Yes. In my boredom, all I think about is food. Go on, gimme a job, you know you want to...

My thoughts are still pretty much all over the place. I can't decide whether I want to try to ground myself here for a good while, and allow myself to feel that home IS home again, or if I want to keep imagining myself out of here as soon as possible. There are good and bad things to both. Part of wants nothing more than to get my house back, get a new points card for Canonmills Tesco's, cook for friends, get to liking wine again, and not really looking beyond the cosy confines of the Ed. The other part of me keeps clicking onto friend's blogs in Africa, Canada, the US, Australia and yes of course, Japan, and thinking that THAT out there is where I want to be.

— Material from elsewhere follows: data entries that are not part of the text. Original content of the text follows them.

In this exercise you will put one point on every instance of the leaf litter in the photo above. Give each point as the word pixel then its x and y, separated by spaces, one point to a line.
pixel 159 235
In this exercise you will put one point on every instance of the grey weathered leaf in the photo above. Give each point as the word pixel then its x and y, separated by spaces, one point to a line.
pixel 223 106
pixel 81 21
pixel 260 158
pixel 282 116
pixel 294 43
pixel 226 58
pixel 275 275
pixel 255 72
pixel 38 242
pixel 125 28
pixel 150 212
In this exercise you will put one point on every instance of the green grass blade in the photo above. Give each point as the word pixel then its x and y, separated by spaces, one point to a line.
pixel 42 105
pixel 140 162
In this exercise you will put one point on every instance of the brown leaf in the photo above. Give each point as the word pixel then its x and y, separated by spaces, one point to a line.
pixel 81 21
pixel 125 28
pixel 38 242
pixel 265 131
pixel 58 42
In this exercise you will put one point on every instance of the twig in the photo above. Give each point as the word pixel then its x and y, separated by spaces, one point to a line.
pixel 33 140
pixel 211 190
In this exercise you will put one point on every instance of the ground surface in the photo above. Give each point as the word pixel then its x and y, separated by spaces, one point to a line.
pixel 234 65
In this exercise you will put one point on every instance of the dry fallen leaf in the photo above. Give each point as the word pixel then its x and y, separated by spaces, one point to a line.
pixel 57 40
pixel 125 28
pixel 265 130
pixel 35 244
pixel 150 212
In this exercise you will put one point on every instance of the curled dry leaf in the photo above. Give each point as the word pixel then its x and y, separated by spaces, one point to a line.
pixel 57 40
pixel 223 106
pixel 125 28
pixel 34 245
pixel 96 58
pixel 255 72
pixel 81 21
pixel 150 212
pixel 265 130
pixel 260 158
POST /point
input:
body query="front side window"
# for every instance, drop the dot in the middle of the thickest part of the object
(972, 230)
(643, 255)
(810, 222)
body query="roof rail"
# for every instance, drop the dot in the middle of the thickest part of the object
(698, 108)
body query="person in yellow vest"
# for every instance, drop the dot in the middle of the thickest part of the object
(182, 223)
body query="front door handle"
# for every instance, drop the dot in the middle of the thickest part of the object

I saw Heinz the other day, and it was so so good to see him. For those not in the know (um pretty much everyone reading, I guess), Heinz was my Uni professor, and I have the biggest amount of respect for him. He once again pleaded with me to come back to the department (I said that it would always be on my mind, but knew that it would be a long long time before I could do that), and then asked me why I didn't just go into teaching. And you know, he's right. Why DON'T I just go into teaching? Well, for one thing, you can't and shouldn't JUST go into teaching. I think to be a teacher, you have to have this thirst for it. I maybe had that at one point, but not now. At least not yet now. But teaching is something I have done, something I can do, and something that, given a proper course in it, I think I could do well. So I guess it's an avenue of thought I have to visit.

I am feeling frustrated with life at the moment, and something needs to change.